## Feature effect with piecewise-linear parts of different size

#### Goal
* Show that if feature effect contains both high and low resolution parts, fixed-bin size approaches fail.
  - If we choose a small K(=nof bins) => small bin size, then bin effect is very noisy (interpolation is erroneous)
  - If we choose a big K => large bin width, then we loose all high-resolution artifacts
* Show that variable-bin size can create the bins correctly



In [1]:
import sys
import os
sys.path.insert(0, os.path.abspath('..'))
import matplotlib.pyplot as plt
import ipywidgets as widgets
plt.rcParams["figure.figsize"] = (10,6)

In [2]:
import numpy as np
import examples.example_utils as utils
import feature_effect as fe

In [3]:
def create_model_params():
    def find_a(params, x_start):
        params[0]["a"] = x_start
        for i, param in enumerate(params):
            if i < len(params) - 1:
                a_next = param["a"] + (param["to"] - param["from"]) * param["b"]
                params[i + 1]["a"] = a_next

    params = [{"b":10, "from": 0., "to": 5.},
              {"b":-10, "from": 5., "to": 10.},
              {"b":0. , "from": 10., "to": 100}]

    x_start = -25.
    find_a(params, x_start)
    return params


def generate_samples(N):
    eps = 1e-05
    x1 = np.random.uniform(0., 5, size=int(N / 3))
    x2 = np.random.uniform(5, 10, size=int(N / 3))
    x3 = np.random.uniform(10, 99, size=int(N / 3))
    x = np.expand_dims(np.concatenate((np.array([0.0]), x1, x2, x3, np.array([100-eps]))), axis=-1)
    return x


In [4]:
N = 5000
noise_level = 3.
K_max_fixed = 50
K_max_var = 50
min_points_per_bin = 10

In [5]:
# set seed
seed = 4834545
np.random.seed(seed)

# define functions
model_params = create_model_params()
model = utils.create_model(model_params)
model_jac = utils.create_noisy_jacobian(model_params, noise_level, seed)
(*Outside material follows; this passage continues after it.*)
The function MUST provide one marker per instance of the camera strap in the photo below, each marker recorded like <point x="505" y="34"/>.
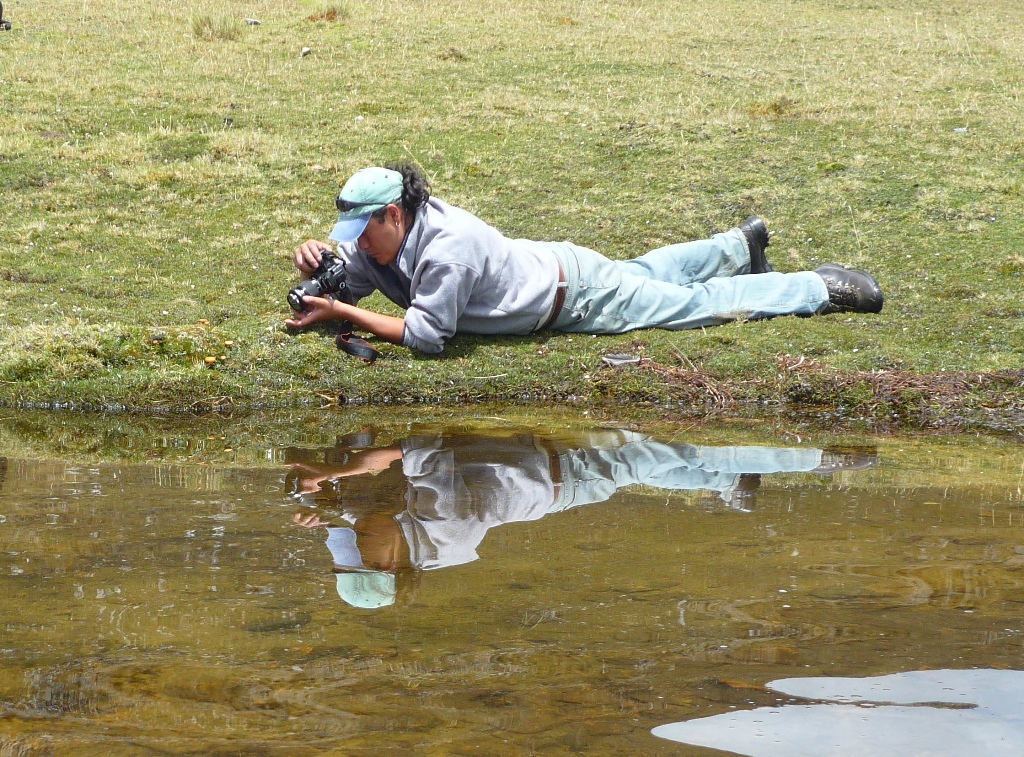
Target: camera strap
<point x="354" y="345"/>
# generate data and data effect
data = generate_samples(N=N)
y = model(data)
data_effect = model_jac(data)

# DALE fixed-size interactive

In [6]:
dale = fe.DALE(data=data, model=model, model_jac=model_jac)
def plot(bins):
    dale.fit(features=[0], alg_params={"nof_bins": bins})
    dale.plot(s=0, block=False, gt=model)
    plt.show()

dale_plot = widgets.interactive(plot, bins=(1, 100, 1))
dale_output = dale_plot.children[-1]
dale_output.layout.height = '400px'
dale_plot

interactive(children=(IntSlider(value=50, description='bins', min=1), Output(layout=Layout(height='400px'))), …
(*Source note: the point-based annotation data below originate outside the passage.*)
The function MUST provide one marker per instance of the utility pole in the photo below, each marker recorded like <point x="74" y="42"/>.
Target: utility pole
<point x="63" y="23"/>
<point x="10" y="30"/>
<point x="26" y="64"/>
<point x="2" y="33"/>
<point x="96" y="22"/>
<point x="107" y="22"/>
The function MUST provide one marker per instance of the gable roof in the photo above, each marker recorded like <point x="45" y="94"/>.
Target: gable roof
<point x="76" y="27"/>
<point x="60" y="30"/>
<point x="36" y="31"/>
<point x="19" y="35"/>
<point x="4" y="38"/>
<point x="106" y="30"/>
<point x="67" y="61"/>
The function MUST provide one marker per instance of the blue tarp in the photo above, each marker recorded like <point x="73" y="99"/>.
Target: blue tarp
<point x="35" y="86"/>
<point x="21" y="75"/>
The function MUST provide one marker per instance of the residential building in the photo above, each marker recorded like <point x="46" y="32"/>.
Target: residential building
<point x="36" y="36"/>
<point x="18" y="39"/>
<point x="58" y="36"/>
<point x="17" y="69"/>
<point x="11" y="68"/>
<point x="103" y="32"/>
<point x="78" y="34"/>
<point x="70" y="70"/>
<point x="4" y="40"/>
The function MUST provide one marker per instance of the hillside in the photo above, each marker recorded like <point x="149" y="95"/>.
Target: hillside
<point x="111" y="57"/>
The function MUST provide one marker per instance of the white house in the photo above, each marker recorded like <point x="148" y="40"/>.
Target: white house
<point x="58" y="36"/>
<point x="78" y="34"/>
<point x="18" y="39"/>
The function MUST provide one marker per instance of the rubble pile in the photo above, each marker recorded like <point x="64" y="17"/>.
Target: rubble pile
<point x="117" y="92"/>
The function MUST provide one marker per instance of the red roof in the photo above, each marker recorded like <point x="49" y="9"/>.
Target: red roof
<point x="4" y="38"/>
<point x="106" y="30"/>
# DALE variable-size interactive

In [7]:
dale = fe.DALE(data=data, model=model, model_jac=model_jac)
gt_bins = utils.create_gt_bins(model_params)
def plot(bins):
    dale.fit(features=[0], alg_params={"max_nof_bins": bins}, method = "variable-size")
    # dale.plot(s=0, block=False, gt=model)
    
    lims = dale.dale_params["feature_0"]["limits"]
    positions = [(lims[i] + (lims[i+1] - lims[i])/2) for i in range(len(lims) - 1)]
    dx = [lims[i+1]-lims[i] for i in range(len(lims) - 1)]
    height = dale.dale_params["feature_0"]["bin_effect"]
    plt.bar(x=positions, height=height, width=dx, color=(0.1, 0.1, 0.1, 0.1), edgecolor='blue', label="bin estimation")

    
    lims = gt_bins["limits"]
    positions = [(lims[i] + (lims[i+1] - lims[i])/2) for i in range(len(lims) - 1)]
    height = gt_bins["height"]
    dx = [lims[i+1]-lims[i] for i in range(len(lims) - 1)]
    plt.bar(x=positions, height=height, width=dx, color=(0.1, 0.1, 0.1, 0.1), edgecolor='red', label="bin gt")
    
    plt.legend()
    plt.show()
    
    dale.plot(s=0, block=False, gt=model)
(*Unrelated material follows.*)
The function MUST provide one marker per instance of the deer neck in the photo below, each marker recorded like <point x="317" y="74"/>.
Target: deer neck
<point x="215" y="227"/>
dale_plot = widgets.interactive(plot, bins=(1, 66, 1))
dale_output = dale_plot.children[-1]
dale_output.layout.height = '1200px'
dale_plot

interactive(children=(IntSlider(value=33, description='bins', max=66, min=1), Output(layout=Layout(height='120…

In [8]:
k_list_fixed, mse_fixed, loss_fixed, dale_fixed = utils.count_loss_mse(K_max_fixed, model, data, model, model_jac,
                                                                       min_points_per_bin, method="fixed-size")
k_list_var, mse_var, loss_var, dale_var = utils.count_loss_mse(K_max_var, model, data, model, model_jac,
                                                               min_points_per_bin, method="variable-size")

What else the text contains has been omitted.